Well hear about it from Nacer Chahat of NASAs Jet Propulsion Laboratory, who works on antenna and telecommunication systems for a range of NASA objectives. Jim Green: Im here with Nacer Chahat, and he is the senior antenna and microwave engineer with NASAs Jet Propulsion Laboratory out in Pasadena, California. Nacer Chahat: When I saw the very first flight, I could not think but assist of all these hours invested working really tough to fix technical issues. Nacer Chahat: So we came up with an antenna style that fulfills all these requirements and attained the effectiveness we totally checked be something to the environment of Europa, to qualify the something out for a possible Europa lander objective in the future. Nacer Chahat: So however I would, I would say, as well, that its not always an engineer, or a researcher that really inspired me, in my case.

Jim Green: NASA flies spacecraft all over the planetary system, and orbits the Earth. How do we interact with them when theyre so far away? Lets discover from a specialist.

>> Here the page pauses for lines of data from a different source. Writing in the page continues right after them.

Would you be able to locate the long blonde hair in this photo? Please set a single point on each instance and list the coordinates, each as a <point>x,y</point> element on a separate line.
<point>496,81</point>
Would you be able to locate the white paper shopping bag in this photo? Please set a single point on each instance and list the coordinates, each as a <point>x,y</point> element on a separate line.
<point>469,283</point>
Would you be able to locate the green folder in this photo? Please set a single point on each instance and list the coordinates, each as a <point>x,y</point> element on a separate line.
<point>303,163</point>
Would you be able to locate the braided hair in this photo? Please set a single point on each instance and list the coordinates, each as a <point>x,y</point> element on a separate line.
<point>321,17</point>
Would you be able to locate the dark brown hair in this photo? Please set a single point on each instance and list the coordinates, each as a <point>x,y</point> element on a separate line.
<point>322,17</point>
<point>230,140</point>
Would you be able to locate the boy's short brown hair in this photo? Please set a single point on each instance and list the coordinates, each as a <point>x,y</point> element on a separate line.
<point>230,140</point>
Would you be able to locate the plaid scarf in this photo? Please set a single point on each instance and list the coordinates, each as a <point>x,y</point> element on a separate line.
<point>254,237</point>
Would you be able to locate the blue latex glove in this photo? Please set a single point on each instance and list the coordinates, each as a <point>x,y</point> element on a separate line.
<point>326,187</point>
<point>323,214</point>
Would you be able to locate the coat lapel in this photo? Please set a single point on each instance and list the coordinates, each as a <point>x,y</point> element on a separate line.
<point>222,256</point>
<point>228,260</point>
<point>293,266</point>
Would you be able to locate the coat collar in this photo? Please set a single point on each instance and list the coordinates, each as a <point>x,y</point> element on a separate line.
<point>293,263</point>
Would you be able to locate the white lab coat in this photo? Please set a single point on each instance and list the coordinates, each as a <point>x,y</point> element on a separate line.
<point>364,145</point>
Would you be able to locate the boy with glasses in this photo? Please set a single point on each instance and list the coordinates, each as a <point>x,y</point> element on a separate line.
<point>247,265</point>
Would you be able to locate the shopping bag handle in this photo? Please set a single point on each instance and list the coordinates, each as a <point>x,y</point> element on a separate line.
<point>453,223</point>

Jim Green: Hi, Im Jim Green. And this is a brand-new season of Gravity Assist. Were going to explore the inside workings of NASA in making these wonderful objectives happen.
Jim Green: Im here with Nacer Chahat, and he is the senior antenna and microwave engineer with NASAs Jet Propulsion Laboratory out in Pasadena, California. He has dealt with one of the most important challenges for NASA which is, in designing a spacecraft, how do you make it interact backward and forward with Earth? So welcome to Gravity Assist.
Nacer Chahat: Thank you for having me here.